Teknik dan Prosedur Gerak Tari

Untuk dapat melakukan gerak tari yang baik pada setiap tari diperlukan teknik dan prosedur khusus yang berbeda. Teknik berhubungan dengan cara melakukan gerak, sedangkan prosedur berhubungan dengan tahapan-tahapan dalam melakukan gerak. Gerak berjalan misalnya, ada yang dilakukan dengan teknik jinjit. Sementara itu, prosedur untuk melakukan gerak berjalan dengan jinjit misalnya dimulai dengan badan tertumpu pada tumit dan melangkah setahap demi setahap.

Melakukan gerak pada tari terdiri dari gerak kepala, gerak tangan, gerak badan dan gerak kaki, berikut adalah penjelasan dari masing-masing jenis gerak menurut Tim Kemdikbud (2018, hlm. 127-130).

Gerakan Badan

Gerakan badan pada tari, di antaranya adalah sebagai berikut.

  1. Hoyog, yaitu gerakan badan dicondongkan ke samping kanan atau kiri.
  2. Engkyek, yaitu gerakan badan dicondongkan ke kiri atau ke kanan, dengan sikap tangan lurus ke samping.
  3. Polatan, yaitu gerakan arah pandangan.
  4. Oklak, yaitu menggerakkan pundak ke depan dan belakang.
  5. Entrag, yaitu menghentakkan badan ke bawah berkali-kali, seolah-olah badan mengeper.

gerak badan hoyog

Gerakan Kepala

Pada tari Jawa Barat, gerak tari bagian kepala meliputi: galeong, gelieur dan gelengan kepala tengok kanan dan kiri.

gerak kepala galeong

Gerakan Kaki

Gerak tari pada bagian kaki di antaranya adalah sebagai berikut.

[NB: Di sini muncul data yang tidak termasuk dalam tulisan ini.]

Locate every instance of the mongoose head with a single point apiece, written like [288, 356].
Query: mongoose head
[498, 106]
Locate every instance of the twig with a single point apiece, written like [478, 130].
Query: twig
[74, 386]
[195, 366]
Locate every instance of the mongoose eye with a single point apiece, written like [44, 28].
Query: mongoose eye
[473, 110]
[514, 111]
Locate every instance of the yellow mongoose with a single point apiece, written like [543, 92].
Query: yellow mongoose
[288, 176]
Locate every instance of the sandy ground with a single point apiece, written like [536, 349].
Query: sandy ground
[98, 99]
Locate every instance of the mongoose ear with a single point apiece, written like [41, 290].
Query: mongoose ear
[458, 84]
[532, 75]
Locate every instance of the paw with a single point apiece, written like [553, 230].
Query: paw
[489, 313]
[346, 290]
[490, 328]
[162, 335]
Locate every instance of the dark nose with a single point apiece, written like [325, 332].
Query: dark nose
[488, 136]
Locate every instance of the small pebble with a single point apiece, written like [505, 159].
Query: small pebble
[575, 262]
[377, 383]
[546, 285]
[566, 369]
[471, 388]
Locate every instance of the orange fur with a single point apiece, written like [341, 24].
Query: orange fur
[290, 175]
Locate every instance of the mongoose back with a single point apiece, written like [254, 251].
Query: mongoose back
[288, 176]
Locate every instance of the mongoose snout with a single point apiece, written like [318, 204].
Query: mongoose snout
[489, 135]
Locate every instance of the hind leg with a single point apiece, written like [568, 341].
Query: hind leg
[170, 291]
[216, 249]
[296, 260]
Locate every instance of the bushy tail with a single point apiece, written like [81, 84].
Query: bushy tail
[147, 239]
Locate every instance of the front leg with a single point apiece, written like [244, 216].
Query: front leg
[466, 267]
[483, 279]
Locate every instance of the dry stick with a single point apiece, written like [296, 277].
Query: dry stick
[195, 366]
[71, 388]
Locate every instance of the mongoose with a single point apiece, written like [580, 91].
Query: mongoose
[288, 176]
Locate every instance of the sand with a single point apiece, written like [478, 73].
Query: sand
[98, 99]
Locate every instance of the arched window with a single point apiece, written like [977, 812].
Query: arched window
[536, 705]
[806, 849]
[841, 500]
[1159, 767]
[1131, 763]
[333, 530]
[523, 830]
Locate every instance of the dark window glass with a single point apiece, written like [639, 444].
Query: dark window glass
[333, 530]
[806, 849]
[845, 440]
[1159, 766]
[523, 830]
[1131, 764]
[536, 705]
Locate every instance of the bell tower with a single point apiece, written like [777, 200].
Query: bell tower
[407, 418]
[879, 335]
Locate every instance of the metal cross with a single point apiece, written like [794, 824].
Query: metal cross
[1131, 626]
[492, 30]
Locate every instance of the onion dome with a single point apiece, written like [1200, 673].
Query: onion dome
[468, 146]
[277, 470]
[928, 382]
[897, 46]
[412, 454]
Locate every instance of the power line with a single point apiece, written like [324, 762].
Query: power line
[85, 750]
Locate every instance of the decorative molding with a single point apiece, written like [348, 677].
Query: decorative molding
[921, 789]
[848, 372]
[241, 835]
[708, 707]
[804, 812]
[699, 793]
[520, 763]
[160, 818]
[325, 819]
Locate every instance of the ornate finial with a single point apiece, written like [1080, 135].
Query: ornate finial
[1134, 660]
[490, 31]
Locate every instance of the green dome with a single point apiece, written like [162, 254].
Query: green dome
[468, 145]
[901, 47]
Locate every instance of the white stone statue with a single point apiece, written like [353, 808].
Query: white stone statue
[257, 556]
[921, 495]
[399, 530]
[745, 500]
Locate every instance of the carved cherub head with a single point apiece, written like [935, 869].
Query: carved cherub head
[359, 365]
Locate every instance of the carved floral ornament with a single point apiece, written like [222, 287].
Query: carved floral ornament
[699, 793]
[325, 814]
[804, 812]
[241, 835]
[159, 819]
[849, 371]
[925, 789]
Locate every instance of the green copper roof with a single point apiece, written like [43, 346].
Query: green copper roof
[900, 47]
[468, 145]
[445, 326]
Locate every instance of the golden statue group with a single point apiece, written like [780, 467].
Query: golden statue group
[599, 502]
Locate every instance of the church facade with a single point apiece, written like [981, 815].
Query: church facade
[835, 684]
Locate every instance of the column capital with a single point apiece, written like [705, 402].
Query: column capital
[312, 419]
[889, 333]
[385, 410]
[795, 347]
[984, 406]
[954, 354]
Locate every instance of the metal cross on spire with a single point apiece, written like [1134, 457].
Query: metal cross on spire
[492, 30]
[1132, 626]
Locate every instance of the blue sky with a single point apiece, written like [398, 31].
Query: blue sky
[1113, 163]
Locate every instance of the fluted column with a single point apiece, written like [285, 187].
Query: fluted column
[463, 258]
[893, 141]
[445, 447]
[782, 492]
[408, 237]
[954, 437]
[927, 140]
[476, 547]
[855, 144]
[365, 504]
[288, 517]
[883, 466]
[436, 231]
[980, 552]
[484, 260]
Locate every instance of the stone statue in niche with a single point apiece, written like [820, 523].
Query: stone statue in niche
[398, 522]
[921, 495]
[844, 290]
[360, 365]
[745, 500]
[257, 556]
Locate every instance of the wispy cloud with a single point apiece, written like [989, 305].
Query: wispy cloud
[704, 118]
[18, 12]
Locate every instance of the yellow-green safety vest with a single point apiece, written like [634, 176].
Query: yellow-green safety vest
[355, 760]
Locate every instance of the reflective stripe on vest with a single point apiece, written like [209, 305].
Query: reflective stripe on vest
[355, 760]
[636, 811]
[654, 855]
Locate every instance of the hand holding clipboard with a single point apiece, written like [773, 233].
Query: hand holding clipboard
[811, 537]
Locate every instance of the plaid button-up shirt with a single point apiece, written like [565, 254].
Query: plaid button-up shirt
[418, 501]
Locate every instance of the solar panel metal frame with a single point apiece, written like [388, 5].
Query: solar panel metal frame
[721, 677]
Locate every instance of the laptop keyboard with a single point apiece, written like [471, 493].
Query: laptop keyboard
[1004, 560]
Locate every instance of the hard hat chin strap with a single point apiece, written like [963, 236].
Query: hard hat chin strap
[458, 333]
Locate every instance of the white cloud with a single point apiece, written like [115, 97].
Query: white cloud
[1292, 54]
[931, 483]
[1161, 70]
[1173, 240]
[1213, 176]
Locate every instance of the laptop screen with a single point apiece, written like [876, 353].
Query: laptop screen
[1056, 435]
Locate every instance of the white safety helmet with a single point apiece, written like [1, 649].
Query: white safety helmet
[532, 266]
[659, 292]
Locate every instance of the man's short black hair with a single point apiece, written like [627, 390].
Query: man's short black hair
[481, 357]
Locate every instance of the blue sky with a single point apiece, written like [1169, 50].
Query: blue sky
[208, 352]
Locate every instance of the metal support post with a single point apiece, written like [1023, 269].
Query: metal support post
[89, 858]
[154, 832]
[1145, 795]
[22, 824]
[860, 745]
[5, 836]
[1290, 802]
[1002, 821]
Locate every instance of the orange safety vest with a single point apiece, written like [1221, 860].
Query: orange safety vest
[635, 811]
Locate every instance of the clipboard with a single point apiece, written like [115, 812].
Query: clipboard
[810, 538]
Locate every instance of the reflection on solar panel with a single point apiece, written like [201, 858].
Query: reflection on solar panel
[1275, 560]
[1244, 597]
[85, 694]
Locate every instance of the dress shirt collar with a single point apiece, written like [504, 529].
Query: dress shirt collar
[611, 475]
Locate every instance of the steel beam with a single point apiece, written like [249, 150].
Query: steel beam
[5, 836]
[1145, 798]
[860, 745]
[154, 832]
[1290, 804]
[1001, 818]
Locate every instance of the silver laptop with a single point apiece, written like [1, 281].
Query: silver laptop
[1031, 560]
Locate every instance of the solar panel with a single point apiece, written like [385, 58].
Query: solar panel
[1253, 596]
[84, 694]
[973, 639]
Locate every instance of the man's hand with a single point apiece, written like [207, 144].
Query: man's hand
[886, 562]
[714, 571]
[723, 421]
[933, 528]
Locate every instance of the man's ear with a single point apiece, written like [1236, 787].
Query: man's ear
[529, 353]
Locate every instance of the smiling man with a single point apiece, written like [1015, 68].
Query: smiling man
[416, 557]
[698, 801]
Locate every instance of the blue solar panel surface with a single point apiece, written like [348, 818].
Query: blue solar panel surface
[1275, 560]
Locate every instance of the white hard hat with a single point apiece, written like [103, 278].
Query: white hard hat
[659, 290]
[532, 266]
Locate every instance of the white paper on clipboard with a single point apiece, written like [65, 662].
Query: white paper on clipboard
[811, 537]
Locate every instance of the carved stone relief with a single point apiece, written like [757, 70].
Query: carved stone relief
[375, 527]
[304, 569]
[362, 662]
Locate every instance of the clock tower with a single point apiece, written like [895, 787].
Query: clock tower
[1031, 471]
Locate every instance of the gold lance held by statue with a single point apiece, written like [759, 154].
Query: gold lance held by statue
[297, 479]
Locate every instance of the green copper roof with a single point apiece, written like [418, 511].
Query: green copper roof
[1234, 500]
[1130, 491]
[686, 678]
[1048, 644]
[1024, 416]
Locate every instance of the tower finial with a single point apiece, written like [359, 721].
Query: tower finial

  1. Debeg, yaitu menghentakkan ujung telapak kaki.
  2. Gejuk, yaitu menghentakkan kaki ke belakang dengan jinjit.
  3. Kengser, yaitu bergerak ke kiri atau ke kanan dengan menggerakkan kedua telapak kaki.
  4. Srisig, yaitu lari kecil dengan berjinjit.
  5. Trecet, yaitu telapak kaki jinjit bergerak ke kiri dan ke kanan.
  6. Tunjak tancep, yaitu sikap berdiri diam.

gerak kaki gejuk dan debek

Gerakan Tangan

Gerakan tangan meliputi beberapa gerak di bawah ini.

  1. Lenggang, yaitu menggerakkan kedua tangan dengan arah yang berlawanan.
  2. Pakblang, yaitu meluruskan kedua tangan ke atas dengan tepak tangan mengarah ke atas dan ke bawah.
  3. Ngerayung, yaitu gerak telapak tangan membuka dan ibu jari di tekuk ke telapak tangan.

gerak tangan ngerayung lenggang dan pakblang

Bentuk, Jenis, dan Nilai Estetis Gerak Tari

Tari tersusun atas gerak satu dengan gerak lainnya, sementara gerak sendiri tersusun atas motif-motif gerak. Oleh karena itu, setiap gerak memiliki bentuk yang berbeda-beda. Gerak agem misalnya, terebntuk atas gerak tangan, badan dan juga kaki. Agem inilah yang disebut dengan bentuk gerak. Demikian pula dengan gerak trisik (berjalan dengan kaki jinjit) merupakan bentuk gerak yang terbentuk dari gerak berjalan dan gerak tangan.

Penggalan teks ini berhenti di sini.